Evolution is a pretty dumb optimization process; ordinary human level intelligence is more than enough to surpass its optimization power with OOM less trial and error.
For example, designing an internal combustion engine or a CPU requires solving some problems which might run into combinatorial explosions, if your strategy is to just try a bunch of different designs until you find one that works. But humans manage to design engines and CPUs and many other things that evolution couldn’t do with billions of years of trial and error.
There might be some practical problems for which combinatorial explosion or computational hardness imposes a hard limit on the capabilities of intelligence. For example, I expect there are cryptographic algorithms that even a superintelligence won’t be able to break.
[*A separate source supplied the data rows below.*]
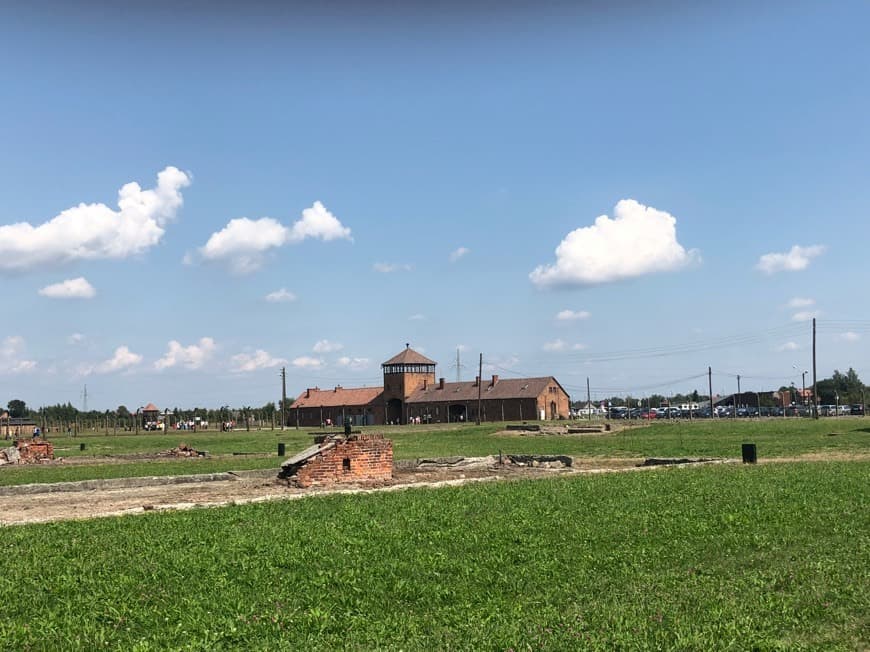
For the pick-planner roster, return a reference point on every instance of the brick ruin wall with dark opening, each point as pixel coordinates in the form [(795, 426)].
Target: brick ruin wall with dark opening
[(361, 458)]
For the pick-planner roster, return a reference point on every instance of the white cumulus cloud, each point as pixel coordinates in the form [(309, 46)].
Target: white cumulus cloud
[(317, 222), (459, 253), (193, 356), (245, 362), (307, 362), (638, 240), (243, 243), (388, 268), (572, 315), (12, 360), (325, 346), (123, 359), (95, 231), (353, 363), (794, 260), (74, 288), (280, 296)]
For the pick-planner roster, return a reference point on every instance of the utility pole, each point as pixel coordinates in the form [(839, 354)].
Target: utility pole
[(710, 385), (283, 397), (738, 394), (815, 395), (479, 384), (588, 401)]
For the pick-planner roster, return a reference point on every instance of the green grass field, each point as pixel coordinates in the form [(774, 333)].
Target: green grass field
[(773, 437), (725, 557)]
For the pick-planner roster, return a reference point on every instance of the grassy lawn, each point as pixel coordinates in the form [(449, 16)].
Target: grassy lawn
[(773, 437), (723, 557)]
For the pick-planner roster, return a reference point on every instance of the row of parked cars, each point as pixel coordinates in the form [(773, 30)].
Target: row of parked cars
[(728, 411)]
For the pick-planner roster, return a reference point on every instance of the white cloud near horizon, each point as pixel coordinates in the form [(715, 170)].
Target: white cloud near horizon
[(193, 356), (805, 315), (122, 360), (73, 288), (95, 231), (561, 345), (456, 254), (260, 359), (794, 260), (639, 240), (280, 296), (12, 361), (355, 364), (572, 315), (307, 362), (243, 243), (389, 268), (325, 346)]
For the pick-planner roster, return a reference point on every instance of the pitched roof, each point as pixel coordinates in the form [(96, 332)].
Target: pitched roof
[(409, 356), (504, 388), (338, 397)]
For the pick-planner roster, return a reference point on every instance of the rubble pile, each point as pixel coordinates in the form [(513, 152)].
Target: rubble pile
[(32, 451), (183, 450)]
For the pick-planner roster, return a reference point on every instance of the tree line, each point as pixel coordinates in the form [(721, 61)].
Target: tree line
[(64, 416)]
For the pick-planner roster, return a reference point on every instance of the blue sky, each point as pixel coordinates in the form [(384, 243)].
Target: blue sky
[(419, 169)]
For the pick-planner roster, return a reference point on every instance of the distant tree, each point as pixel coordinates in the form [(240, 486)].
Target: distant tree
[(17, 408)]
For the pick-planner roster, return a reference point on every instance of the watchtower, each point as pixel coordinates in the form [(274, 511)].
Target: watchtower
[(403, 374)]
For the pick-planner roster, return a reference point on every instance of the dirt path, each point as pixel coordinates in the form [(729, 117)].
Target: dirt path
[(259, 486), (249, 488)]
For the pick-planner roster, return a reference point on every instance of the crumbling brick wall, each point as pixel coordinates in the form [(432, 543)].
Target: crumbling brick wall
[(27, 452), (359, 458)]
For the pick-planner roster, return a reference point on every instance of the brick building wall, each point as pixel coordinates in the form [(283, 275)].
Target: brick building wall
[(360, 458)]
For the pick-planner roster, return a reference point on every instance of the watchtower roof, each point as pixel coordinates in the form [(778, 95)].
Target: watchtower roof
[(409, 356)]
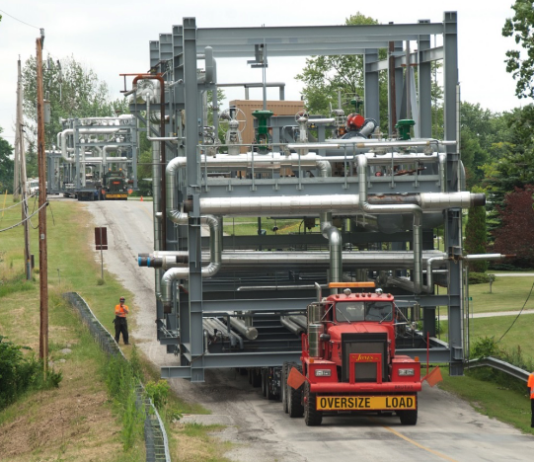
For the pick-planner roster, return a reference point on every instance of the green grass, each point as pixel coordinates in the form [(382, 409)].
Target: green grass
[(508, 294), (248, 226), (491, 399)]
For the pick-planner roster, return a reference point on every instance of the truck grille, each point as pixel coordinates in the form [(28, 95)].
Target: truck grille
[(364, 343)]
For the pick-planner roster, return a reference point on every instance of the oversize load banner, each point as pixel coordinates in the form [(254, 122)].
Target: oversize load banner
[(365, 403)]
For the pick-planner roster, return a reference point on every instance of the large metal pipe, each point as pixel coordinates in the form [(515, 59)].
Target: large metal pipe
[(416, 210), (342, 204), (291, 326), (248, 331), (207, 271), (375, 260)]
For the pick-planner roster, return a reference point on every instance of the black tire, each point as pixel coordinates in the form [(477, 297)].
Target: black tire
[(294, 397), (256, 378), (408, 417), (269, 374), (312, 417), (283, 387)]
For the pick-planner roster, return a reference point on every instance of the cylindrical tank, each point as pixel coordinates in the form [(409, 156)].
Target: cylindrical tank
[(314, 339)]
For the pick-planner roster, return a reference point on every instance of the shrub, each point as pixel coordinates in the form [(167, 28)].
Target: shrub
[(19, 373), (480, 278), (158, 393)]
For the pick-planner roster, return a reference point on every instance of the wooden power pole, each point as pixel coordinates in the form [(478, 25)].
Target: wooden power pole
[(43, 257)]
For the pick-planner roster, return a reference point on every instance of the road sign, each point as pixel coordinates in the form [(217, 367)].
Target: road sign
[(101, 238)]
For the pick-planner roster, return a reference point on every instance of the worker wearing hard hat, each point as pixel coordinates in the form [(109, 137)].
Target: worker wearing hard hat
[(121, 323), (530, 385)]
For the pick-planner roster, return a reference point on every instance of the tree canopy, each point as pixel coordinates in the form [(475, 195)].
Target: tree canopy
[(520, 63), (73, 91)]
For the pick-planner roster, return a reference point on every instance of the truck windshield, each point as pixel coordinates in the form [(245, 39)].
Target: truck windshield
[(363, 311)]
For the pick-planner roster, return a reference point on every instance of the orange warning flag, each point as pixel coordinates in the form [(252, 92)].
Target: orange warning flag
[(434, 377), (295, 378)]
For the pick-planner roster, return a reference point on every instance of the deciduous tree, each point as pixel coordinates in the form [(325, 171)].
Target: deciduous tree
[(515, 236), (520, 63)]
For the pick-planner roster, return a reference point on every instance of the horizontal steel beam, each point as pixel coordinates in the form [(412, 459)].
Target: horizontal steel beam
[(266, 305), (427, 56), (308, 40), (437, 355)]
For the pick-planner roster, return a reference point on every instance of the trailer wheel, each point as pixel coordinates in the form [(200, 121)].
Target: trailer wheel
[(294, 397), (283, 387), (312, 417), (408, 417), (263, 383), (256, 378)]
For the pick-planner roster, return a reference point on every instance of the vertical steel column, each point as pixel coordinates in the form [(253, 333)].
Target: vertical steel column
[(399, 79), (134, 137), (196, 343), (392, 89), (76, 135), (425, 86), (371, 87), (453, 223)]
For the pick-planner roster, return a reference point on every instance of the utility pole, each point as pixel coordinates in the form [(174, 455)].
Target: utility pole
[(22, 162), (43, 258)]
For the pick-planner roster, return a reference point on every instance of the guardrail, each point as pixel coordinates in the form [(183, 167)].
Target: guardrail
[(156, 442), (502, 366)]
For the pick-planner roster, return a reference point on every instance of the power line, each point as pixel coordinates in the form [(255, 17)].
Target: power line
[(518, 314), (27, 218), (16, 19)]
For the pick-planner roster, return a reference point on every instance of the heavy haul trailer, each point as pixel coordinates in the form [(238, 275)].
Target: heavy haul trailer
[(372, 203)]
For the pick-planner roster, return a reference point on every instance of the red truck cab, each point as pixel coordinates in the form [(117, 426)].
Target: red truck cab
[(348, 359)]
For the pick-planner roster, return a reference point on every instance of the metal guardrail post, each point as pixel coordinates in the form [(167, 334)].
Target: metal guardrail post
[(500, 365), (156, 442)]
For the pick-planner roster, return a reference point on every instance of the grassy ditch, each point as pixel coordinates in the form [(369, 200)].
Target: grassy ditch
[(81, 420), (501, 401)]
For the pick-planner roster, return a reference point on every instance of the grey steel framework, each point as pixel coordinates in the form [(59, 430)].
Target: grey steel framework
[(241, 286), (92, 144)]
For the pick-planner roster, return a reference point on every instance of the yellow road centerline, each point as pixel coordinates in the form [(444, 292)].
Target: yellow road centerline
[(415, 443)]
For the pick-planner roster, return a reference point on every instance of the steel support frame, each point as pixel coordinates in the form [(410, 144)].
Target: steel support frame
[(282, 41), (453, 219)]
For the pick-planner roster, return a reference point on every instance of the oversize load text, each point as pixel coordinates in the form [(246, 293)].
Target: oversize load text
[(373, 403)]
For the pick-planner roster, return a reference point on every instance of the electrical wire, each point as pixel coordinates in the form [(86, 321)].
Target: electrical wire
[(27, 218), (18, 203), (16, 19), (518, 314)]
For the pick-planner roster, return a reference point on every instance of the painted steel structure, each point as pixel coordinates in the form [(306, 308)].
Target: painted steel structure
[(87, 148), (401, 211)]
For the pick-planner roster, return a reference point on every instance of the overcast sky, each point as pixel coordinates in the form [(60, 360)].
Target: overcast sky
[(112, 36)]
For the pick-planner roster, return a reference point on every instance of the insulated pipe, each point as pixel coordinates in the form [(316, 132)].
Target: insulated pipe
[(407, 208), (249, 332), (183, 273), (245, 260), (342, 204)]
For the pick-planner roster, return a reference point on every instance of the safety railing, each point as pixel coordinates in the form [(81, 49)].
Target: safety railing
[(156, 442), (499, 365)]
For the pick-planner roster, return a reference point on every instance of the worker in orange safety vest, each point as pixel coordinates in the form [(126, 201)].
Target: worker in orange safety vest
[(121, 324)]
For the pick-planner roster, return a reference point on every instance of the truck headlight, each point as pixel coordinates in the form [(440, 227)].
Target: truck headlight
[(323, 372), (406, 372)]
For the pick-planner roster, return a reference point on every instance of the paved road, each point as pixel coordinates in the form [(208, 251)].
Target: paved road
[(448, 428)]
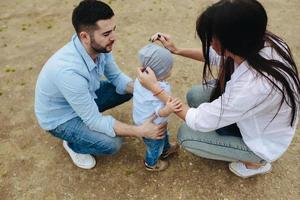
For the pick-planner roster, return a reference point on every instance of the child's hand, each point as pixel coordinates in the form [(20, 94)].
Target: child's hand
[(174, 105)]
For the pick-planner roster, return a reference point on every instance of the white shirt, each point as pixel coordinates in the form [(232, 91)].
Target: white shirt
[(248, 102), (145, 104)]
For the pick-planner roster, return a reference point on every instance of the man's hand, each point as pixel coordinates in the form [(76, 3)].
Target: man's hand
[(153, 131), (129, 87), (173, 105)]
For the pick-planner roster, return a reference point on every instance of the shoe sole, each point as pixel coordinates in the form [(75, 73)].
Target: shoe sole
[(171, 154), (80, 166), (239, 175)]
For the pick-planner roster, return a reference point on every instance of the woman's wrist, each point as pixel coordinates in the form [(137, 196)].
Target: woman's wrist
[(155, 89), (176, 51)]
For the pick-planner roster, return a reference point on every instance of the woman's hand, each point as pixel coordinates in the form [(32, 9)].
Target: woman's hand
[(174, 105), (153, 131), (148, 79), (165, 39)]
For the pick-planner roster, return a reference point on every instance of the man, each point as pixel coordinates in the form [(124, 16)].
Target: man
[(70, 92)]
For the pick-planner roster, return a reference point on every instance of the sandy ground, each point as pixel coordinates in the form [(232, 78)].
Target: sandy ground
[(33, 165)]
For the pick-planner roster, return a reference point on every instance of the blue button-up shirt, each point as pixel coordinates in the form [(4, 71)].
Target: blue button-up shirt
[(66, 88)]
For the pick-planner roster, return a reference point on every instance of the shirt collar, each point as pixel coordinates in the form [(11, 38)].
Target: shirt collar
[(239, 70), (82, 51)]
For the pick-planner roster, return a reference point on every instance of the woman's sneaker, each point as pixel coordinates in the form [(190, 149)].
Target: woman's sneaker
[(159, 166), (84, 161), (240, 169), (174, 147)]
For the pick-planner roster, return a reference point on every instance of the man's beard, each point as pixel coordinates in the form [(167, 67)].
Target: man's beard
[(97, 48)]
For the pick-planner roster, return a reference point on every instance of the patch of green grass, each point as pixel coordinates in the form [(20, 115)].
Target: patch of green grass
[(129, 172)]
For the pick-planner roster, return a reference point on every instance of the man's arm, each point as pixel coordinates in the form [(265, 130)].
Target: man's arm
[(116, 76), (147, 129), (165, 39), (172, 106), (129, 88)]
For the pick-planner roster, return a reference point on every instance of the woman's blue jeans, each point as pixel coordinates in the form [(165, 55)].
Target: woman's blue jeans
[(83, 140), (223, 144)]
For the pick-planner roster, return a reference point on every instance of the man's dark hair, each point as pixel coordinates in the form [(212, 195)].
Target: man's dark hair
[(88, 12)]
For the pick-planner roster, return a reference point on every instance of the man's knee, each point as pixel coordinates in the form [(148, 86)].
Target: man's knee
[(183, 134), (127, 97), (113, 146), (116, 145)]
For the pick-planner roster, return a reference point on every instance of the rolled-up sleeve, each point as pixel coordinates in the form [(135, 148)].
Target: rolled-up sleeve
[(115, 75), (74, 88), (234, 105)]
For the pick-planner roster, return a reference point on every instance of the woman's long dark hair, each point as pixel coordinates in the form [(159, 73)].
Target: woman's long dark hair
[(240, 27)]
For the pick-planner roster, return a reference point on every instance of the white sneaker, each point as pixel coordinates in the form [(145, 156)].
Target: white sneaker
[(84, 161), (241, 170)]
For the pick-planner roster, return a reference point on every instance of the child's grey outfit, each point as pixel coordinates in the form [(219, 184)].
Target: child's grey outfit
[(145, 105)]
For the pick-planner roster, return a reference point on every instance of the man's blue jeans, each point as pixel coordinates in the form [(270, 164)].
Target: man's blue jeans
[(83, 140), (154, 148)]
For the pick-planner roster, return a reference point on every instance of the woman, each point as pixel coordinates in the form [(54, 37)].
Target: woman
[(248, 115)]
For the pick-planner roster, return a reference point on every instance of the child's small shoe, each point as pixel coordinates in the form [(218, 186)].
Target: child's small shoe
[(159, 166), (174, 147)]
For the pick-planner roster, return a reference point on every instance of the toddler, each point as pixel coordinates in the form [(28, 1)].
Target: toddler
[(145, 104)]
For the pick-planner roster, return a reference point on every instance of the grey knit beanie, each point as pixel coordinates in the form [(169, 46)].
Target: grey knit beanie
[(159, 59)]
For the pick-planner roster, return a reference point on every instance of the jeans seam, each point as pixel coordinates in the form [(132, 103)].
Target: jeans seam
[(217, 144)]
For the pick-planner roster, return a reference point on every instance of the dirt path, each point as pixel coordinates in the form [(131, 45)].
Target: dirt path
[(34, 165)]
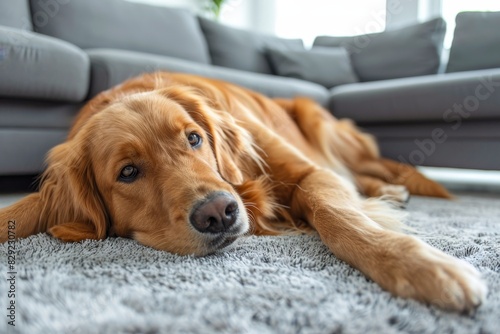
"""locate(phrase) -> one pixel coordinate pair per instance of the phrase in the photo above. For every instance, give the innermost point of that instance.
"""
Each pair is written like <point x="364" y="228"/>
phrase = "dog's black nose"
<point x="215" y="214"/>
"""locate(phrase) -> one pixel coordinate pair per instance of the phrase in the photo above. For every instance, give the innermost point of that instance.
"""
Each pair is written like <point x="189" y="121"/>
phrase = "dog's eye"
<point x="194" y="140"/>
<point x="128" y="173"/>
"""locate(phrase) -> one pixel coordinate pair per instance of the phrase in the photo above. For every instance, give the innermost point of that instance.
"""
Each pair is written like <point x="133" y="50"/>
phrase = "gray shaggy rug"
<point x="260" y="285"/>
But I doubt that such impossibilities translate into practical limits—what does it matter if a superintelligence can’t crack the keys to your bitcoin wallet, if it can just directly disassemble you and your computer into their constituent atoms?
Maybe developing disassembling technology itself unavoidably requires solving some fundamentally intractable problem. But I think human success at various design problems is at least weak evidence that this isn’t true. If you didn’t know the answer in advance, and you had to guess whether it was possible to design a modern CPU without intractable amounts of trial and error, you might guess no.
It’s very difficult to argue with most of the other claims if the base assumption is that this sort of technology is a) possible b) in one or few shots c) with reasonable for the planet compute.